Alle Inspektionen, Prüfergebnisse und durchgeführten Instandsetzungsmaßnahmen sind schriftlich zu dokumentieren. Eine lückenlose Dokumentation (Prüfprotokolle, Wartungsberichte, Mängellisten) dient sowohl der Rechtssicherheit des Betreibers als auch der Nachverfolgbarkeit von Aufträgen im Zeitverlauf. Mängel und daraus abgeleitete Maßnahmen sollten vom Facility Management nachverfolgt werden, bis ihre Behebung abgeschlossen ist.
Änderungen, Dokumentation und Integration in FM-Prozesse
Jegliche Änderung an der Gasanlage – etwa die Installation neuer Gasverbraucher, die Erweiterung oder Verlegung von Leitungen oder Änderungen am Versorgungsdruck – muss geplant, freigegeben und dokumentiert werden. Vor der Umsetzung ist zu prüfen, ob die vorhandene Infrastruktur (Leitungsquerschnitte, Reglerkapazität, Entlüftung etc.) ausreichend und die Änderung technisch sowie sicherheitlich unbedenklich ist. Änderungen dürfen nur von autorisierten Fachleuten durchgeführt werden. Nach Abschluss sind die technischen Unterlagen zu aktualisieren: Rohrnetzpläne, Schemen, Übersichtszeichnungen und Armaturenlisten werden an den neuen Stand angepasst. Ebenso müssen Beschilderungen und Hinweise (z.B. an Absperrventilen oder in Betriebsräumen) bei Bedarf erneuert werden, damit sie der veränderten Anlage entsprechen.
Die aktualisierten Dokumente und Informationen sind im zentralen Dokumentationssystem der Einrichtung abzulegen, sodass die Erdgas-Infrastruktur stets aktuell in den Bestandsunterlagen abgebildet ist.
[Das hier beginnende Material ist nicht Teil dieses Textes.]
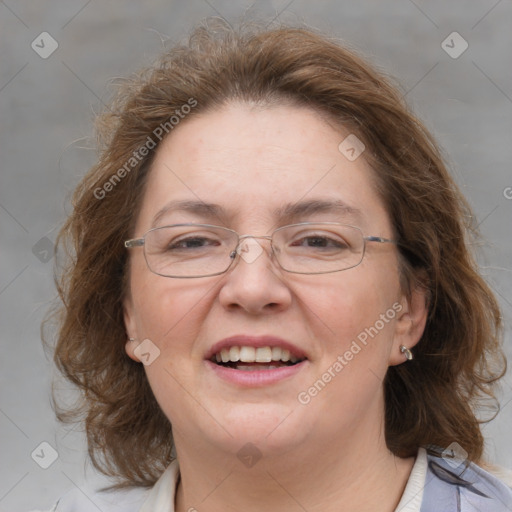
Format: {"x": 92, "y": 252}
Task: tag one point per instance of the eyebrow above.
{"x": 287, "y": 213}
Ferner müssen gasbezogene Abläufe in die übergeordneten FM-Prozesse integriert bleiben. Beispielsweise ist das Instandhaltungsmanagement anzupassen (neue Geräte in Wartungspläne aufnehmen, Prüffristen überwachen), das Störungsmanagement muss Gasalarme oder -ausfälle mit abdecken, und die Notfallorganisation sowie Gefahrenabwehrpläne sind nach Änderungen an der Anlage zu überprüfen und gegebenenfalls anzupassen. Auf diese Weise wird gewährleistet, dass Erdgas als Versorgungsmedium im Facility Management ganzheitlich und sicher betreut wird.